Short Thriller
E-Book, Deutsch, 130 Seiten
ISBN: 978-3-641-14976-5
Verlag: Blanvalet
Format: EPUB
Kopierschutz: 6 - ePub Watermark
Die Ermittlerin Maeve Kerrigan steht am Anfang ihrer Karriere. Frisch von der Polizeiakademie kommend, stürzt sie sich voller Tatendrang auf ihren Job als Streifenpolizistin. Als wäre die grausame Realität, die sie dort erwartet, nicht genug, begegnen ihr ihre männlichen Kollegen auch noch mit Vorurteilen. Als aber eine Frau schwer misshandelt und halb tot aufgefunden wird, will Maeve beweisen, dass sie genauso gut ist, wenn nicht sogar besser als das restliche Team ...Der Short-Thriller »Die erste Schuld« erscheint exklusiv als E-Book und fesselt mit dem ersten Fall von Maeve Kerrigan. Und die Hochspannung geht weiter: Zeitgleich erscheint der dritte Band der Reihe um die taffe Ermittlerin - »Die Blender«.
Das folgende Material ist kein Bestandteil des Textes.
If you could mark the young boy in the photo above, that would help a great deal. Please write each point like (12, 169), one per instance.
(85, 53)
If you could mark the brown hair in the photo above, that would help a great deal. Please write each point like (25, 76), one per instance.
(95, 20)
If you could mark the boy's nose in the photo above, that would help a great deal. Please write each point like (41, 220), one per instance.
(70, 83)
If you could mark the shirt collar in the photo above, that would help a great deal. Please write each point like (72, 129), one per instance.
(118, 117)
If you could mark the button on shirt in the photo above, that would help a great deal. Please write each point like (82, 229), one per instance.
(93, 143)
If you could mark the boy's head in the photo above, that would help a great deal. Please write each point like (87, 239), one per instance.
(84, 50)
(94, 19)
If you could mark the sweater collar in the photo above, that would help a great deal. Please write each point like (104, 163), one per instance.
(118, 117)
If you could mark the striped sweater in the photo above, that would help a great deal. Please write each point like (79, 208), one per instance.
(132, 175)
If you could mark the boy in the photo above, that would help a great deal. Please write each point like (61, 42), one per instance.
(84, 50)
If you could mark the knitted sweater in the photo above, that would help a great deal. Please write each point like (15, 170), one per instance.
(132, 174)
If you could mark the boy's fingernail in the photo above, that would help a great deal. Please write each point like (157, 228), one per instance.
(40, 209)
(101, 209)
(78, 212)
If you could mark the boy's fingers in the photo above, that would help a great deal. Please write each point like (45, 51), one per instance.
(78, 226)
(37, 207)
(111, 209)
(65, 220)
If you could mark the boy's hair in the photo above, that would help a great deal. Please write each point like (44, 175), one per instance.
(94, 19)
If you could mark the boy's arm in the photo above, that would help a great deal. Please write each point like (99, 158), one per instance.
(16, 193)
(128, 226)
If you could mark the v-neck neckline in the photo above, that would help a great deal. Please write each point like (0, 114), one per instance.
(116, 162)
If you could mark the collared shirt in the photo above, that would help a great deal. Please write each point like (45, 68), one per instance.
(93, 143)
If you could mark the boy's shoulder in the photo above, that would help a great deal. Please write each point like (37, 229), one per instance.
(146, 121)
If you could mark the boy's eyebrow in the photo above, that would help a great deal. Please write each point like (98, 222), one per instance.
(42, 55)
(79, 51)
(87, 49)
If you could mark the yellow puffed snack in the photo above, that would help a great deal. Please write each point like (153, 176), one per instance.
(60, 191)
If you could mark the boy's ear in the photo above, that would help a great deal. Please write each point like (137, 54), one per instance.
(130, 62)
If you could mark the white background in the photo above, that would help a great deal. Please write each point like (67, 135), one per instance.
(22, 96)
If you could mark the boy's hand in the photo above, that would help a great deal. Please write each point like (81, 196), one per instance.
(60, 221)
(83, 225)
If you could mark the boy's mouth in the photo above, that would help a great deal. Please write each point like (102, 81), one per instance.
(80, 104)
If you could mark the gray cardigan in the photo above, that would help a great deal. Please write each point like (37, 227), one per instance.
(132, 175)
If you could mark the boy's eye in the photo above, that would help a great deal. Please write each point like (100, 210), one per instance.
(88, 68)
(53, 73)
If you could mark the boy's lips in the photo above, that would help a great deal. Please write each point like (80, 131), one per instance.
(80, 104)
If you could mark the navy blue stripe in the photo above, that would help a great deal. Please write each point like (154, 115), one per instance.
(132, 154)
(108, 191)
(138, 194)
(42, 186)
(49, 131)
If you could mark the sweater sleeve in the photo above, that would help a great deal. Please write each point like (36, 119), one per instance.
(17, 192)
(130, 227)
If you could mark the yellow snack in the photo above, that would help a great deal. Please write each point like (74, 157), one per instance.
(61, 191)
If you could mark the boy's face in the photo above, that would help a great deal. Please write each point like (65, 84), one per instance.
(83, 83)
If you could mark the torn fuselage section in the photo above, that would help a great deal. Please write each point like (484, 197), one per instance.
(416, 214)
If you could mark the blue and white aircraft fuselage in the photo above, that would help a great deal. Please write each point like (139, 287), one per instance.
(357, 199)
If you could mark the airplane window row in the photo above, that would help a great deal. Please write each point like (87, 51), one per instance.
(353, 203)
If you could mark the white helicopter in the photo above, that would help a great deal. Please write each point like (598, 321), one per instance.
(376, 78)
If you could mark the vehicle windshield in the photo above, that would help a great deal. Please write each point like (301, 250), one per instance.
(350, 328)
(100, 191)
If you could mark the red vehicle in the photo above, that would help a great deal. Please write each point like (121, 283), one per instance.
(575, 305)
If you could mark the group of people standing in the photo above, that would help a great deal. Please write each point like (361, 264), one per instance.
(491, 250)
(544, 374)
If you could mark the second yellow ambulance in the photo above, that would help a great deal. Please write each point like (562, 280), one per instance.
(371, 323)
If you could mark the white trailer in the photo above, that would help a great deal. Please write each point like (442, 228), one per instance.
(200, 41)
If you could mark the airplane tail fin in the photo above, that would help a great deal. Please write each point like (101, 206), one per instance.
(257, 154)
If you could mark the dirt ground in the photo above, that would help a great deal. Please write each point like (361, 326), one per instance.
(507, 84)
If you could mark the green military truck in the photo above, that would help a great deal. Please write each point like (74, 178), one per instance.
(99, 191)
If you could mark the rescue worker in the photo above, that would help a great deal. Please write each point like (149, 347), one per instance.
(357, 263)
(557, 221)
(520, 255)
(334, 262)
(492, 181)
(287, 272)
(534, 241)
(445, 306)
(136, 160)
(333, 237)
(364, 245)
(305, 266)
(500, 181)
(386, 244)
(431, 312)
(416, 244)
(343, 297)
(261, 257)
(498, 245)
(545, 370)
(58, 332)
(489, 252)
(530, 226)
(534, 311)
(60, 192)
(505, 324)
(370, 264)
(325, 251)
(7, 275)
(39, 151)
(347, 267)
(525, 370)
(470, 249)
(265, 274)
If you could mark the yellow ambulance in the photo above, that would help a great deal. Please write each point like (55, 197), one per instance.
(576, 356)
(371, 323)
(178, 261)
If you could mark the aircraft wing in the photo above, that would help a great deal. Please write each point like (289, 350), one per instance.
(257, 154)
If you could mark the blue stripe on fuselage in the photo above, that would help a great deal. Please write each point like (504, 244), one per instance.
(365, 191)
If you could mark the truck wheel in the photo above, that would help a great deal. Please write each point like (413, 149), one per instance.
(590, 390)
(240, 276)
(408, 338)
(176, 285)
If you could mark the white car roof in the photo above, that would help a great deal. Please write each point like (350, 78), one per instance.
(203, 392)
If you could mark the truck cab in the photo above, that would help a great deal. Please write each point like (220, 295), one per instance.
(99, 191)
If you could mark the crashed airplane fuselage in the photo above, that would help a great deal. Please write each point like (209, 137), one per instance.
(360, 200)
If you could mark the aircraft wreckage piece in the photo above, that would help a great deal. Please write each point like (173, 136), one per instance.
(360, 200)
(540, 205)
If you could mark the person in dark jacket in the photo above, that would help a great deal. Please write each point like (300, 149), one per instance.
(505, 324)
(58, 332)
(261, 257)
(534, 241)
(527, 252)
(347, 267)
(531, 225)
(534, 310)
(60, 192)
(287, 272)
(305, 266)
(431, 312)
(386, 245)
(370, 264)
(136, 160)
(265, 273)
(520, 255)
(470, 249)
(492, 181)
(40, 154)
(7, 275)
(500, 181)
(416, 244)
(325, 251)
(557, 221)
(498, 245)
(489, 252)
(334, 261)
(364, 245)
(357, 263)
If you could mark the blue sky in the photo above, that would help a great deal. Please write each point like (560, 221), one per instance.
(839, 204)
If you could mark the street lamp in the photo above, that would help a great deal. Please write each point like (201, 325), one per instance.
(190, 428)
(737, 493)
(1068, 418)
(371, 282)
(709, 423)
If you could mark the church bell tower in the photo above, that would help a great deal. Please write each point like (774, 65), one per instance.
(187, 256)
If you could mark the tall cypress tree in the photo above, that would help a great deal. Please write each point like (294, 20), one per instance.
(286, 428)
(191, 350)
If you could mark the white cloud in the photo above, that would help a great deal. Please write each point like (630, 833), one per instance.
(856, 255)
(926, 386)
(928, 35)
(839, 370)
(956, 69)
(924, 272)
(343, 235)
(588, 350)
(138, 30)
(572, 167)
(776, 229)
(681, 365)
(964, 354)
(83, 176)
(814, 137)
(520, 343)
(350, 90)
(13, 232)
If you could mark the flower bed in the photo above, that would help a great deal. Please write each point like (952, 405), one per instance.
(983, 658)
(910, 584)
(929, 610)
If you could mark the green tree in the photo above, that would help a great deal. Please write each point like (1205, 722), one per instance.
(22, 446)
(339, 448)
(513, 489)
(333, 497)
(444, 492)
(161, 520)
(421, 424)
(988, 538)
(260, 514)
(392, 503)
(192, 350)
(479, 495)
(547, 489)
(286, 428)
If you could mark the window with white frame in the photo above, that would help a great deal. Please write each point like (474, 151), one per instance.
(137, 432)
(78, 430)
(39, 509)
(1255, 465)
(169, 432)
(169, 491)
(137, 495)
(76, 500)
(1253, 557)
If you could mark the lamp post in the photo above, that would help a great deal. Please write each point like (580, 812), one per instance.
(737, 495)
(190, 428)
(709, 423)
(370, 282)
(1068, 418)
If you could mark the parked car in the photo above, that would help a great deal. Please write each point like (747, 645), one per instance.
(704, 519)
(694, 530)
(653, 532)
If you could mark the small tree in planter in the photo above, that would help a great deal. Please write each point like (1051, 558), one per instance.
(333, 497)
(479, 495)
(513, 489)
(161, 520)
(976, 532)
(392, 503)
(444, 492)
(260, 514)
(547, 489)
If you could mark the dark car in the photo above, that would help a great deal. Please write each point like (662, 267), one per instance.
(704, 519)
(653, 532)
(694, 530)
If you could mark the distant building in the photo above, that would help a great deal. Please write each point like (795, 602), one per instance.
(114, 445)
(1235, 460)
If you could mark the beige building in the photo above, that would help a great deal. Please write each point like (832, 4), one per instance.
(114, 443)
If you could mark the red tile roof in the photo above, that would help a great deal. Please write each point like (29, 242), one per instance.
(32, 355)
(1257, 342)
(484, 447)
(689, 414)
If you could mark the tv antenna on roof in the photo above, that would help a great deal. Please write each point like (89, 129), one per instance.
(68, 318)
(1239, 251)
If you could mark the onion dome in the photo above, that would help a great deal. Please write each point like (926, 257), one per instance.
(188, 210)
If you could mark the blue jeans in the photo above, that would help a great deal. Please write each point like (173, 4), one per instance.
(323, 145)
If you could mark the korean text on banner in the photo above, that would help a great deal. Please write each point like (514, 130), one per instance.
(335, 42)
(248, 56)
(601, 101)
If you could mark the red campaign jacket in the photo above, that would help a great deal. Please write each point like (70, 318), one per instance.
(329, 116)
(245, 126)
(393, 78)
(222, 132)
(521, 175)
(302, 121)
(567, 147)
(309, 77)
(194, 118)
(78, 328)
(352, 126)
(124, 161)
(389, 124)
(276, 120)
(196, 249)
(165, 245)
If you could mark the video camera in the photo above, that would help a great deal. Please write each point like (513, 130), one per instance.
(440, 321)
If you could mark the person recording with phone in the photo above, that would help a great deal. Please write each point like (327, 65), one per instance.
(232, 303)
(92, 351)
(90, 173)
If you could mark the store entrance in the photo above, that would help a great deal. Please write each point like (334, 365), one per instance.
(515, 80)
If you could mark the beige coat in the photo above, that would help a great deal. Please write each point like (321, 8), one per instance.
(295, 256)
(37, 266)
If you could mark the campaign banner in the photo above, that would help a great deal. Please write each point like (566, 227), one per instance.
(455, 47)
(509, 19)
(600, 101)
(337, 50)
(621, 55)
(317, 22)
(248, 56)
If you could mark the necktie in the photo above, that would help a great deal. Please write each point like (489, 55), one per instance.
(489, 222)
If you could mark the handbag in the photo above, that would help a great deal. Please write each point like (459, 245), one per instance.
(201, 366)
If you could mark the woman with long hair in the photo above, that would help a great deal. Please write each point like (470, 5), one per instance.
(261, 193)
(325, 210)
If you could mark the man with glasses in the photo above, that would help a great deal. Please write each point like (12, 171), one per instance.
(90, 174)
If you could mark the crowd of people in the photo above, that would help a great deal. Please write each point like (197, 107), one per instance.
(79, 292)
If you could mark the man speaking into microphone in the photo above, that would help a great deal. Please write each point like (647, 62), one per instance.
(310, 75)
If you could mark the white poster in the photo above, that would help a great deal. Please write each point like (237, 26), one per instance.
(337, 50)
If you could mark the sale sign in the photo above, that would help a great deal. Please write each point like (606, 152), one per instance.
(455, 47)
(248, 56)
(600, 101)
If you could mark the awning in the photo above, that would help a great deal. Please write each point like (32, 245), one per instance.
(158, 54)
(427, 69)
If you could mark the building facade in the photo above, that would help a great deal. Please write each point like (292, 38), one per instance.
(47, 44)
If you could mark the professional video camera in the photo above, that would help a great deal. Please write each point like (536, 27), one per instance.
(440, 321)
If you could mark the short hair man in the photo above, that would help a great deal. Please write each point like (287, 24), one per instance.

Jane Casey wuchs in Dublin auf, studierte Englisch in Oxford und Irische Literatur am berühmten Trinity College in Dublin. Nach dem Studienabschluss arbeitete sie in verschiedenen Verlagen als Jugendbuchlektorin. Sie lebt mit ihrem Mann, einem Strafverteidiger, dem gemeinsamen Sohn und Katze Fred in London.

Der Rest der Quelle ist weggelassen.